Coffee Time Papers: Take Overcommit to the Limit

Peak Prediction-driven Resource Overcommitment in Datacenters

Dagang Wei

7 min readJun 10, 2024

This blog post is part of the series Coffee Time Papers.

Paper

https://research.google/pubs/take-it-to-the-limit-peak-prediction-driven-resource-overcommitment-in-datacenters/

Overview

This paper proposes a method to increase resource utilization in data centers through overcommitment. Overcommitment is the allocation of resources to tasks on a machine that exceeds the machine’s physical capacity. While overcommitment can increase resource utilization, it can also lead to task performance degradation or eviction if not managed properly.

The authors introduce a concept called the “peak oracle,” which is a theoretical overcommit policy that assumes complete knowledge of each task’s future resource usage. This peak oracle policy serves as a baseline for evaluating practical overcommit policies.

The paper then presents several practical overcommit policies that aim to mimic the peak oracle by predicting future machine resource usage. These policies are simulated using a Google cluster trace and are shown to result in higher utilization and fewer overcommit errors than policies based on per-task allocations.

The authors also deploy these policies to machines in Google’s data centers and show that they increase the usable CPU capacity of these machines compared to no overcommitment. The paper concludes by discussing related work and future directions for research in this area.

Q&A

What is the main goal of overcommitment in datacenters, and what are its potential drawbacks?

The main goal of overcommitment in datacenters is to increase resource utilization, which can lead to cost savings by minimizing the need for additional infrastructure. However, the potential drawbacks include task performance degradation or eviction if the overcommitment is not managed effectively.

What are the key observations that lead to overcommit?

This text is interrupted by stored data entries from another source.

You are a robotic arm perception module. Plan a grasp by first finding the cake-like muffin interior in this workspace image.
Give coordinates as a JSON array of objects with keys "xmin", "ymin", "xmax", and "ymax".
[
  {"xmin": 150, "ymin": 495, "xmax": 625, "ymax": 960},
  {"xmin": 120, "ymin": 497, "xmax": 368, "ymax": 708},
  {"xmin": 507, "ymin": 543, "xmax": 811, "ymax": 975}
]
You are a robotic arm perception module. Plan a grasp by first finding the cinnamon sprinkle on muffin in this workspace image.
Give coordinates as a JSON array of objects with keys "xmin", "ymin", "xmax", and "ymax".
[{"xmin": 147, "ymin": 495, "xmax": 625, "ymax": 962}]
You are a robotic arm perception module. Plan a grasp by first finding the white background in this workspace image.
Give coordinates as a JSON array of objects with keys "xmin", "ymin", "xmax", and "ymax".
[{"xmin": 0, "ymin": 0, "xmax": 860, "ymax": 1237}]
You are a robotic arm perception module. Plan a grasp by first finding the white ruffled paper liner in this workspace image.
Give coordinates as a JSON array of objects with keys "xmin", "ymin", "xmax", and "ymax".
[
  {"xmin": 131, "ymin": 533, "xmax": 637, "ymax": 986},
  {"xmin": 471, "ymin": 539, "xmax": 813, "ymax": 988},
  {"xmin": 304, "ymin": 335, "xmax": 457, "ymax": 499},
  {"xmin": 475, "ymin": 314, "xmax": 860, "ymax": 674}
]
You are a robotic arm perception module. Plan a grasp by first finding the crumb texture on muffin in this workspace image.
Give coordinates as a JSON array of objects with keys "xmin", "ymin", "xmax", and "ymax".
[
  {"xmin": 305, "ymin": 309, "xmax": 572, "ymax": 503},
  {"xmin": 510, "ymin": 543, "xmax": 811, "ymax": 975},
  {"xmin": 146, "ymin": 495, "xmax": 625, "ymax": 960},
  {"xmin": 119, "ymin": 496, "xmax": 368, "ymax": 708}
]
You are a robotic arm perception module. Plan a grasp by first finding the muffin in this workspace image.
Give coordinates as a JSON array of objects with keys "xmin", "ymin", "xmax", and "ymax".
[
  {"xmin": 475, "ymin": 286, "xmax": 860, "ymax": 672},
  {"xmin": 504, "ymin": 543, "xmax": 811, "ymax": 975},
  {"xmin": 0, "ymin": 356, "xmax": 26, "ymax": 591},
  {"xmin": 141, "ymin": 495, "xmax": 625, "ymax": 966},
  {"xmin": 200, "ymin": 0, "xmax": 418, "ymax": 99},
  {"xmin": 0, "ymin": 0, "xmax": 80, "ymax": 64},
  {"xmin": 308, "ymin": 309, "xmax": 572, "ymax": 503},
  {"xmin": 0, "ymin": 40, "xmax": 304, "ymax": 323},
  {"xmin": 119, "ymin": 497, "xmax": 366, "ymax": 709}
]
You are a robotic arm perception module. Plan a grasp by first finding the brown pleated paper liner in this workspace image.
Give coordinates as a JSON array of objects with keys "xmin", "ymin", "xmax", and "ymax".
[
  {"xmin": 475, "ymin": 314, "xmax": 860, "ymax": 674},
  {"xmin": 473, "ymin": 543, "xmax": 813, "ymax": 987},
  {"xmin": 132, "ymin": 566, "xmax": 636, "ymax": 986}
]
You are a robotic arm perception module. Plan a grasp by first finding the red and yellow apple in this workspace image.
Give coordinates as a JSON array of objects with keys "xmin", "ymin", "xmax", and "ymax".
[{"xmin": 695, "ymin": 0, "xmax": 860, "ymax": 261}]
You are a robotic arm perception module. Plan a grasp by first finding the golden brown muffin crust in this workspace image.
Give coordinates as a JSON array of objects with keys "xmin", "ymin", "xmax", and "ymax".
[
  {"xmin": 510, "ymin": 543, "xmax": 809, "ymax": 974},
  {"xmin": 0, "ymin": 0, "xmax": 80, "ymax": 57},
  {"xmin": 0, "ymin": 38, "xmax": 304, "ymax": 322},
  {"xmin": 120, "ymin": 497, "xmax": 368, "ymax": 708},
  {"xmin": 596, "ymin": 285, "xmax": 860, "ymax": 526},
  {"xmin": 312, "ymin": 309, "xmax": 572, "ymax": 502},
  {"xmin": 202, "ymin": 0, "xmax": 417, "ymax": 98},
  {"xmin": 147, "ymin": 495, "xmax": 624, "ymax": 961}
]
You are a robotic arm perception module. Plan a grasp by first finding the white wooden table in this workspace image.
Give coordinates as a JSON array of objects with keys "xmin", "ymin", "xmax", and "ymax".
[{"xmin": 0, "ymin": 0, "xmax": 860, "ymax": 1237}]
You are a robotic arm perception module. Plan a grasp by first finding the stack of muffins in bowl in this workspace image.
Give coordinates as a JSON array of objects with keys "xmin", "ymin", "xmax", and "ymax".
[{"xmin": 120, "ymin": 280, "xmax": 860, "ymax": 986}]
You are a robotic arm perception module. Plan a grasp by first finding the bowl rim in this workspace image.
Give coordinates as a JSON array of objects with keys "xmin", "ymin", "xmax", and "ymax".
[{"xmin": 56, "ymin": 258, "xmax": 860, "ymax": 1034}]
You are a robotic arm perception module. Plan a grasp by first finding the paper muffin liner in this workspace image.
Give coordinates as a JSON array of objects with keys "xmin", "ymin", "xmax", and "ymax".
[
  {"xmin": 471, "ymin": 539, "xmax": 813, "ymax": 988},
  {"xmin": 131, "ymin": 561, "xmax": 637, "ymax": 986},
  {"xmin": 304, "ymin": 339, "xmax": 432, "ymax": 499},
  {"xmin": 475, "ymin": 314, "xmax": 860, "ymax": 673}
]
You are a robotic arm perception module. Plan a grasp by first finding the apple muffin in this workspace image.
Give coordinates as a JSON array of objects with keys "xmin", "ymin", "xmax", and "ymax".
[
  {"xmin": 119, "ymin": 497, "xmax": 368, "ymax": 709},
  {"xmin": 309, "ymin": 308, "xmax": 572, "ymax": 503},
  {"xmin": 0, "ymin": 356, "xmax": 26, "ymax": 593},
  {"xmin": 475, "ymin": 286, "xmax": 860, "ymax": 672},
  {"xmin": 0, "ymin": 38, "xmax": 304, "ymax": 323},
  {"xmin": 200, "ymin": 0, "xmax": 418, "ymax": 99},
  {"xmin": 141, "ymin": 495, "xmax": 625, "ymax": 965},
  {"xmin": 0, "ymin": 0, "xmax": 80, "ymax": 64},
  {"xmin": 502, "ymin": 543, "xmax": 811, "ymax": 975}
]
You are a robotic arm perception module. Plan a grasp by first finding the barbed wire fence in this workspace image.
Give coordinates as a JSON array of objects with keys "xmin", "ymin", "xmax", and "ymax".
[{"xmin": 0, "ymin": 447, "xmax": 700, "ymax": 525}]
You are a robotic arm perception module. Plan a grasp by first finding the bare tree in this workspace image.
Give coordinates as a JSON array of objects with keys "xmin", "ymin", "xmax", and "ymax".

The key observations that lead to the concept of overcommit in datacenters are:

Usage to Limit Gap: Tasks are often allocated more resources than they actually use. This gap arises because it’s difficult to accurately estimate a task’s resource needs, and users tend to overestimate to ensure their tasks have enough resources.
Pooling Effect: The peak resource usage of multiple tasks running on the same machine usually doesn’t occur simultaneously. This statistical multiplexing means the combined peak usage is less than the sum of individual task peaks, creating an opportunity to safely overcommit resources.

What are the main assumptions made in the paper?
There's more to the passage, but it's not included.